- Born: William Lehmann August 31, 1942
- Died: April 6, 2011 (aged 68) Tennessee, U.S.
- Occupations: Radio host; disc jockey; songwriter;
- Spouse: Susan Thomas ​(divorced)​

= Coyote McCloud =

American radio personality

William Lehmann (August 31, 1942 – April 6, 2011), better known as Coyote McCloud, was a popular radio disc jockey in Nashville, Tennessee. For more than 30 years, he was a drive-time personality at several Nashville radio stations. He first became well known in the early 1970s on WMAK-AM, then a market-dominant rock and roll station, as host of its 7 p.m.–midnight program. He was called "legendary" among DJs.

McCloud was one of the subjects of a CBS 48 Hours documentary in 1992 about "shock radio". McCloud enjoyed his highest level of popularity while working for Y107 (now WRVW) and had his own fan club. He worked at the station for more than 10 years, from 1984 to 1995. McCloud was featured frequently in Billboard.

== Radio career ==

Early in his career, he was an afternoon drive personality at WGOW-AM (owned by Ted Turner) in Chattanooga, using the name Bill Scott. In 1976, his recording of "Nitty Gritty Rock and Roll" was released as 45 rpm record on the Midland South label, distributed by RCA. The song included the catch-phrases he used as a nighttime deejay on WQXI "Quixie" in Atlanta.

While hosting the morning show at Kix 104 (WWKX) in 1983, McCloud was selected by Country Music Television network cofounders Glenn D. Daniels and G. Dean Daniels to be the first on-air voice of the network. When CMTV (later called CMT) launched on March 5, 1983, McCloud provided the first vocal announcement heard on the network under an animated CMTV logo with the words, "You're watching CMTV...Country Music Television...in stereo." He remained the on-air voice of the network from 1983 through 1984.

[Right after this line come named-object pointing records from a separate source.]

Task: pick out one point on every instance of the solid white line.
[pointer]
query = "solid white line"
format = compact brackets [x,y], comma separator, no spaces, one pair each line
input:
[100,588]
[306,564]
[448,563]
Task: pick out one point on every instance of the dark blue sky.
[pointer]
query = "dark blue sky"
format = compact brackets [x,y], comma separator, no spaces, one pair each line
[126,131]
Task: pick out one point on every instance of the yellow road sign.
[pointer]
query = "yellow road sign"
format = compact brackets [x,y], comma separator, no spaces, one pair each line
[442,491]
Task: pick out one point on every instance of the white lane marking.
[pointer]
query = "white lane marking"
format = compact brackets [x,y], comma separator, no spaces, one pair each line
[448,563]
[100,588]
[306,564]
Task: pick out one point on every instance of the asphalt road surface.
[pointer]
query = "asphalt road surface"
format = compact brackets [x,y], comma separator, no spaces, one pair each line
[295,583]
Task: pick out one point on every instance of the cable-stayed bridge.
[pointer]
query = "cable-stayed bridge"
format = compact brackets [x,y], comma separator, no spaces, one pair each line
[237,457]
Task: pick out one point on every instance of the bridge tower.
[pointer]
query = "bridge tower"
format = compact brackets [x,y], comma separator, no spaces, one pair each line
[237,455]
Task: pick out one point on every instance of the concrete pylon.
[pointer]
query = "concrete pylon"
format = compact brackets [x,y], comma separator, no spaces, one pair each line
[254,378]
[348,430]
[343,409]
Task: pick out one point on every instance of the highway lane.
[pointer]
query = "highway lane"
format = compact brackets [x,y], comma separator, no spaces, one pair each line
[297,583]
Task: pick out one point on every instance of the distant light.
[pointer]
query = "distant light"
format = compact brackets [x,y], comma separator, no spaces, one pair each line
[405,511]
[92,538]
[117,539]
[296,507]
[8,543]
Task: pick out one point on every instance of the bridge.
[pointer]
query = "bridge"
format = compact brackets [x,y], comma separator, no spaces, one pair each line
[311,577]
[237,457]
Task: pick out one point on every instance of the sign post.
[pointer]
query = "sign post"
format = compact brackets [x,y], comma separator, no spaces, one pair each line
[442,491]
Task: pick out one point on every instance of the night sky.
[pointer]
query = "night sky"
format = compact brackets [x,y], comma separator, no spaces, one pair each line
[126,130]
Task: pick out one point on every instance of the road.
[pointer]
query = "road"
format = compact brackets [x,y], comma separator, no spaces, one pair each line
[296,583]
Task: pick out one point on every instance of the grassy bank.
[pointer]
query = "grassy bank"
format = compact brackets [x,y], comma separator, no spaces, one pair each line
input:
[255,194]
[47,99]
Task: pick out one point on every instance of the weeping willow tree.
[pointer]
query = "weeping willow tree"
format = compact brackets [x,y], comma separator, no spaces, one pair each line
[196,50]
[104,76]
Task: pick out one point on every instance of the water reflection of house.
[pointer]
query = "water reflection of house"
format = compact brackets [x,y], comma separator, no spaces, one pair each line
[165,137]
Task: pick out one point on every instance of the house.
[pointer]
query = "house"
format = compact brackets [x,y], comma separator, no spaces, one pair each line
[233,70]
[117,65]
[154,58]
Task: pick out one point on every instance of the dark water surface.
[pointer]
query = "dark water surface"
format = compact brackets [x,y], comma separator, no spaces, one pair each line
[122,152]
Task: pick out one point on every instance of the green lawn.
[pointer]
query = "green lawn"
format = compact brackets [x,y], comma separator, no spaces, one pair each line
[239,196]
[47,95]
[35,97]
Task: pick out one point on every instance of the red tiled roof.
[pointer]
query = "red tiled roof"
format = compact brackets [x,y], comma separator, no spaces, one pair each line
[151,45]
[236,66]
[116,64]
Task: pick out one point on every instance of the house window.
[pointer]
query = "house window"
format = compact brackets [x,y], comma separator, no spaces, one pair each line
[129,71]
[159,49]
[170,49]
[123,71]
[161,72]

McCloud also worked at Power Country 103 (WZPC) in the mid-1990s and Oldies 96.3 (WMAK) in the early 2000s. Along with Cathy Martindale, he hosted Coyote & Cathy in the Morning on 96.3 (WMAK FM) and 97.1 WRQQ until late November 2006.

=="Where's the Beef?"==

Also a songwriter, McCloud wrote a song in 1984 entitled "Where's the Beef?" as a promotion for a Wendy's restaurants' advertising campaign featuring Clara Peller.

==Death==
Coyote McCloud died of cirrhosis of the liver on April 6, 2011, on his houseboat on Percy Priest Lake, in the company of his ex-wife Susan Thomas and his pet dog Sawyer Black.